Koç şunları kaydetti:
Ormanlarımızı kontrol altına almak, korumak, geliştirmek için orman köylüleriyle ormanlarımızın buluşmasını sağlamalıyız. Orman köylülerinin ormanlarına sahip çıkması sağlanmalı. Ormandan bir kozalak dahi çıkarsanız suçlu oluyorsunuz! Bu ormanları kim temizleyecek? Kurumuş dal ve odunların toplanması, budanması gereken ağaçların budanması orman köylüleri ve korucuların birlikte hareketiyle ve Orman Bölge Müdürlüklerinin koordinasyonunda yapılmalı, köylünün geçimini de ormandan sağlayacağı bir sistem oturtulmalı. Ormanlarda bir ticaret alanı oluşturulmalı ve ormana yararı olmayan kurumuş odunlar, kozalaklar toplanarak, köylülerin de gelir elde edilmesi sağlanmalı.
“YURTDIŞINDA ÖRNEKLERİNİ İNCELEDİM”
Ben yurtdışında birçok ormanı inceledim, orman görevlileri sırtlarına taktıkları su tulumbalarıyla bir halka oluşturuyorlar. Ormanın içinde kurumuş otu, çöpü bir alanda topluyorlar, bu otlar yakılarak aynı anda söndürülüyor, külünü de iyice suluyorlar ve alanı temizliyorlar. Bizde kuruyan dal, ağaçtan dökülen kozalak ormanda kalıyor ve ormanların yanmasına, yangının yayılmasına sebep oluyor. Bunların tamamının temizlenmesi lazım. Yurtdışında orman içleri bizim parklarımız daha temiz. Orman müdürlükleri, belediyeler ve orman köylülerinin koordinasyonu sağlanmalı. Kurumuş ağaçlar kesilerek işlenmeli, değerlendirilmeli, köylülere gelir kapısı olmalı.

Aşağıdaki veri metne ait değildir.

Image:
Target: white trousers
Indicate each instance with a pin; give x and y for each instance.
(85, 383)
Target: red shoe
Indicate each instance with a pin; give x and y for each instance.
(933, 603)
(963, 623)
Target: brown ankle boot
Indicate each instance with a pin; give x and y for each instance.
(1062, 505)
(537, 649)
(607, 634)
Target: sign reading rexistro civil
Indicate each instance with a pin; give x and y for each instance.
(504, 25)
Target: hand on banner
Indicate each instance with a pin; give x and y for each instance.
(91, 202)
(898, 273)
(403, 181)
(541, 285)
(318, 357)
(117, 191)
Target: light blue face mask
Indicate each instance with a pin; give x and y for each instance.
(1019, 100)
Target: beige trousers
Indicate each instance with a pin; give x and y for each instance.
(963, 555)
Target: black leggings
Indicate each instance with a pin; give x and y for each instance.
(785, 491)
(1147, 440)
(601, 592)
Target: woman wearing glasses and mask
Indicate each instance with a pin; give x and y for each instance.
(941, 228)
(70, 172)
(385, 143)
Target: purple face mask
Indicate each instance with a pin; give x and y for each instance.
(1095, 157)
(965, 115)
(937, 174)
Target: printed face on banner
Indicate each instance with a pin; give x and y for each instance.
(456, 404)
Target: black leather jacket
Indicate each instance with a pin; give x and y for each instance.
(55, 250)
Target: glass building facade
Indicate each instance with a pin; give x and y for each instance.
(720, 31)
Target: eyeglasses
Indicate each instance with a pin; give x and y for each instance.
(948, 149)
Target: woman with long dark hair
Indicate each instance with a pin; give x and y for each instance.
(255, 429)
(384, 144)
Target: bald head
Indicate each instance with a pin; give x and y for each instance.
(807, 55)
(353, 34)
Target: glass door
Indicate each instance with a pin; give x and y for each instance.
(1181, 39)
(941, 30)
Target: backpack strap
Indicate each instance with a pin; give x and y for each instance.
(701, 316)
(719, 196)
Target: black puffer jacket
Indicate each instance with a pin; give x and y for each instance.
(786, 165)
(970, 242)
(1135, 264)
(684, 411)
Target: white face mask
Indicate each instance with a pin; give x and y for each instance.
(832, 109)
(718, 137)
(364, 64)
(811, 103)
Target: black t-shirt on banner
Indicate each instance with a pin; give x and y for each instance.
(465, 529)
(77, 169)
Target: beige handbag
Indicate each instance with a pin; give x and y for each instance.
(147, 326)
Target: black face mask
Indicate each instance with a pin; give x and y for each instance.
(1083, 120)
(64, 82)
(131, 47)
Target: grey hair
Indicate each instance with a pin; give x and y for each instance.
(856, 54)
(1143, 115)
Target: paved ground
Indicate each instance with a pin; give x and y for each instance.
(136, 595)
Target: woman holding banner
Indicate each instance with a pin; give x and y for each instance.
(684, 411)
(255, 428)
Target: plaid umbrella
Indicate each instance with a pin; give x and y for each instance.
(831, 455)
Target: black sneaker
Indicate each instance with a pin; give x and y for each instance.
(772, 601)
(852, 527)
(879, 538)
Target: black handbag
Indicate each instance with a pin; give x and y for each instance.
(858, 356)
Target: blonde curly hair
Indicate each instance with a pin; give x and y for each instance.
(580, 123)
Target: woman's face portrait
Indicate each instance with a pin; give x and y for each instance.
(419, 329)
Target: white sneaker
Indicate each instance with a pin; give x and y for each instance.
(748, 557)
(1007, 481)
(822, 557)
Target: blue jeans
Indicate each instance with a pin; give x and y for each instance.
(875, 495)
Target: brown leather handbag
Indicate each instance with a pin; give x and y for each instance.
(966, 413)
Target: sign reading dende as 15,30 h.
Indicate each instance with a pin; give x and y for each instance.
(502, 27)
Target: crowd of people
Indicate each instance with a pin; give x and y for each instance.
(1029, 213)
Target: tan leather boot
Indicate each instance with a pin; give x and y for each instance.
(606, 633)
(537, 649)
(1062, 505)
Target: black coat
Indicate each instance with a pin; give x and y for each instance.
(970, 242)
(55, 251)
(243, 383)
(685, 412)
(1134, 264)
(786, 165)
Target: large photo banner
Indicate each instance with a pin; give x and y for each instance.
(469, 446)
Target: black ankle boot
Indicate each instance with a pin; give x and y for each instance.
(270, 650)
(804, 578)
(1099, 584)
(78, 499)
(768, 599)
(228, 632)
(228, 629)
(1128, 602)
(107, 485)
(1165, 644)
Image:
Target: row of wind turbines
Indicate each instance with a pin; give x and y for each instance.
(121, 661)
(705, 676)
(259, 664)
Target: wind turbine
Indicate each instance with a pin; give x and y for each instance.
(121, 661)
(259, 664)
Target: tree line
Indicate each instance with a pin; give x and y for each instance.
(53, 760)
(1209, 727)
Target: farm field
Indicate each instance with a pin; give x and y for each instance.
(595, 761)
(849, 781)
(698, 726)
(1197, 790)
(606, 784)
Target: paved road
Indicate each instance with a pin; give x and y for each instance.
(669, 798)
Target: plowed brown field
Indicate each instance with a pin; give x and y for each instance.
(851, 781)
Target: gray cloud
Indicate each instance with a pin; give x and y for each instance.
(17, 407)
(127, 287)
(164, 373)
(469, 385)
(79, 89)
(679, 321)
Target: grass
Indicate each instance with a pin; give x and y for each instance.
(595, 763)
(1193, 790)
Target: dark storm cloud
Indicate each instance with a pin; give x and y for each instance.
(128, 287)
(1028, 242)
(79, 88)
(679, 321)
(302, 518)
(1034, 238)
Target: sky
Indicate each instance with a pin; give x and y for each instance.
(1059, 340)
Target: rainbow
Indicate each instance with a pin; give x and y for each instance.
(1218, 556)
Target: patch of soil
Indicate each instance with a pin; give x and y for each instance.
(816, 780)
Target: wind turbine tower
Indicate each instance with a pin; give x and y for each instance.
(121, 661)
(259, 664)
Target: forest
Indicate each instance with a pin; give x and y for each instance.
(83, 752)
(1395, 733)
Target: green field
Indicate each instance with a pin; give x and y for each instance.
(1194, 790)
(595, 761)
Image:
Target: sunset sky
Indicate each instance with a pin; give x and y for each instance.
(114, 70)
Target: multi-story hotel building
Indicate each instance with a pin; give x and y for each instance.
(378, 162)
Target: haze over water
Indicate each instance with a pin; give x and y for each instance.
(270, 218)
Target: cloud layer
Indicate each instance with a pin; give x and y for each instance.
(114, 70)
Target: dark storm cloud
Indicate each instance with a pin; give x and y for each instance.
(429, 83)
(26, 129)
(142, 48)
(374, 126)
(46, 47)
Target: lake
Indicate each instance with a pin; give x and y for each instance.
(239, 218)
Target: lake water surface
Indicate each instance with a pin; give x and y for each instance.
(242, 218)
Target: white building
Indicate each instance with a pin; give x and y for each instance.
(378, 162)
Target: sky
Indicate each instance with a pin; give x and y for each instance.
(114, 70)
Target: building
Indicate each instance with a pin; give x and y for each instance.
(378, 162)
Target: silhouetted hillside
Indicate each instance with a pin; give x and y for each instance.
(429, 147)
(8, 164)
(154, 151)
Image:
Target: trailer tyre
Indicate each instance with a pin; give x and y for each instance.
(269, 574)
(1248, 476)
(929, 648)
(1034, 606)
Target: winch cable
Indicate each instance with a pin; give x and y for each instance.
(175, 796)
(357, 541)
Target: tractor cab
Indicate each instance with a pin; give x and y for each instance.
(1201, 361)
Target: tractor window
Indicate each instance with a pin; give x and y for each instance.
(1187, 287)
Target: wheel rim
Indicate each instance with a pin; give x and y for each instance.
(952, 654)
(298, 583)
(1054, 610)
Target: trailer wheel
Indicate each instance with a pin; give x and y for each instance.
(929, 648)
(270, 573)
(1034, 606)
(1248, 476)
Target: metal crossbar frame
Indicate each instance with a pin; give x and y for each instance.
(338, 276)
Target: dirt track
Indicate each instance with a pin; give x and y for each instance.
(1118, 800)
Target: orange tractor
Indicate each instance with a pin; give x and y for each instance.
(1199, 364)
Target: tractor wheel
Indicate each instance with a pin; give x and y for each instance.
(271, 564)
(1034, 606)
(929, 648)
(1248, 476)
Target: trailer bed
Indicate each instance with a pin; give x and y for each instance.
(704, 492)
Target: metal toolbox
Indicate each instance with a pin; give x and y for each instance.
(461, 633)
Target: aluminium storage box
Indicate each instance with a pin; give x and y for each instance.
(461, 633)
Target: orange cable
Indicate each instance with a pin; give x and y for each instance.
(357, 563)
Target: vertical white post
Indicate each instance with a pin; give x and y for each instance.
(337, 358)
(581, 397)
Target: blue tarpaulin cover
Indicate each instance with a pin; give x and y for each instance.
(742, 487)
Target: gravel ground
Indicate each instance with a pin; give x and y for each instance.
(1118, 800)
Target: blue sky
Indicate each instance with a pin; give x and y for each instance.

“BELEDİYELER ORMAN BAKIMLARININ DIŞINDA KALMAMALI”
Orman kanununa göre; vatandaşımız ormandan bir kozalak çıkardı diye arabası bağlanırken, ormanlarımızın bu kadar yanmasına nasıl seyirci kalınıyor. Belediye, devlet ve yerel halk yani köylülerimizin gücü birleşmeli. Bütün ormanlık alanlarımız dronlarla anlık takip edilmeli. Belediyeler orman bakımlarının dışında kalmamalı. Ormanlarımızın bakımı, korunması, geliştirilmesi yerel halkımızla birlikte yapılmalı, orman bölgelerine dışarıdan insanlar getirilmemeli.